With interest rates continuing to rise, homeowners are keen to keep mortgage payments manageable. And one option to consider is switching to an interest-only mortgage.
In June, the government unveiled its Mortgage Charter as part of efforts to support homeowners. So far, 85% of mortgage providers have signed up, including major lenders such as Barclays, Nationwide and Santander.
The charter is a commitment on behalf of lenders to offer flexibility where required to help homeowners manage mortgage payments in the short term. It includes the possibility of temporarily switching to an interest-only mortgage via your existing provider.
How do interest-only mortgages work?
As the name suggests, repayments cover the interest but don’t reduce the balance of your mortgage. This makes monthly repayments more affordable but means you’ll have an outstanding balance at the end of your mortgage term.
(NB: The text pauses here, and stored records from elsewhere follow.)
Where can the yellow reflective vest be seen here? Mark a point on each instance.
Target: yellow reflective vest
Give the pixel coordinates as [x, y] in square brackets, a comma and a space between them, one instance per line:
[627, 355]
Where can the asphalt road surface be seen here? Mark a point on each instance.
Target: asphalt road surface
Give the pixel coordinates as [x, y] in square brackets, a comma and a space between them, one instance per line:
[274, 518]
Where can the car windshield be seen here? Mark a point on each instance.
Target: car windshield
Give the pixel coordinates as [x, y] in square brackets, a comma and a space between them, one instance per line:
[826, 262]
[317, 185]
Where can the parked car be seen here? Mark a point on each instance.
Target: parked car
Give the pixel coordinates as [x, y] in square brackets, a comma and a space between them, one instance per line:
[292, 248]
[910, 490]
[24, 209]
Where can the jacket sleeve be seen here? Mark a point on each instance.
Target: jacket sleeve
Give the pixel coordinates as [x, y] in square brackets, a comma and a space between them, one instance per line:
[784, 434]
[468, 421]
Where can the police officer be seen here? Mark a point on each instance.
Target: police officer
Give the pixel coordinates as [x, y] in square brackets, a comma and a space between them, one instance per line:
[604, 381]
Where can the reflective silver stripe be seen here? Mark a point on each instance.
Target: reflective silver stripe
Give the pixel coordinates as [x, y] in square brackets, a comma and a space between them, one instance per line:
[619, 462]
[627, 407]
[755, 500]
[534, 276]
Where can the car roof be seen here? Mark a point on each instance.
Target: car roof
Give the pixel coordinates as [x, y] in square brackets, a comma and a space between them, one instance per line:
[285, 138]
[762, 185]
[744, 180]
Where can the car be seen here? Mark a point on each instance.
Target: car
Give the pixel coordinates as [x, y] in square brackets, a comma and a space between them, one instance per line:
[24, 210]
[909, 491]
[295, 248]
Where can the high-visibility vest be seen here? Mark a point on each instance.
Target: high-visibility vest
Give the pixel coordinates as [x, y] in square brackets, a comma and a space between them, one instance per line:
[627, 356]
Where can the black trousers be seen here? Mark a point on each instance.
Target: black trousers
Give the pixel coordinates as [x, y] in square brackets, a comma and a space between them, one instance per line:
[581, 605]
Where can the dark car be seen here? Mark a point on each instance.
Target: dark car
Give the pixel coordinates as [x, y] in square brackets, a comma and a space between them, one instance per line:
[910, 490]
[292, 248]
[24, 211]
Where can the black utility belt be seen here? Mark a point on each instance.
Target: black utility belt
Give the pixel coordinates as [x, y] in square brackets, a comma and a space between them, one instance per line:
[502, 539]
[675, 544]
Typically, borrowers pay into an endowment or other type of savings account to ensure they have the money to clear their mortgage balance when their loan expires.
Benefits and drawbacks of interest-only mortgages
The main benefit of switching to an interest-only mortgage is that monthly payments are cheaper than with a standard repayment mortgage. But without a suitable repayment vehicle, you’ll end up paying more in the long term as you will borrow over a longer period.
Depending on how much your monthly repayments come down, other monthly expenses and your attitude to risk, you could find yourself able to invest what you save and make it work for you. But you should never do this without first getting advice from a professional.
Invest poorly, and you could end up compounding your mortgage struggles.
There is also a risk that your repayment vehicle will come up short and leave you having to raise additional funds to clear your mortgage.
How a broker can help
According to the Mortgage Charter, borrowers are entitled to contact their lender (provided it’s one of the 85%) to discuss their options. It’s important to remember, though, that your existing lender can only advise on their own products.
So, it makes sense to speak to an independent broker first. This will make sure you understand all your switching and borrowing options before contacting your lender. In some cases, your best bet might be to switch providers (even if it involves paying a fee) to reduce your overall cost of borrowing.
Is an interest-only option a good idea for first-time buyers?
There is no single answer to this question as it will depend on your individual circumstances. Typically, lenders ask for a bigger deposit for interest-only mortgages. But it’s certainly an avenue worth exploring when buying your first home in the middle of a volatile period.
A first-time buyer interest-only mortgage could be the difference between getting on the housing ladder now or delaying your purchase. Once again, you should definitely get independent, professional advice at the earliest possible opportunity.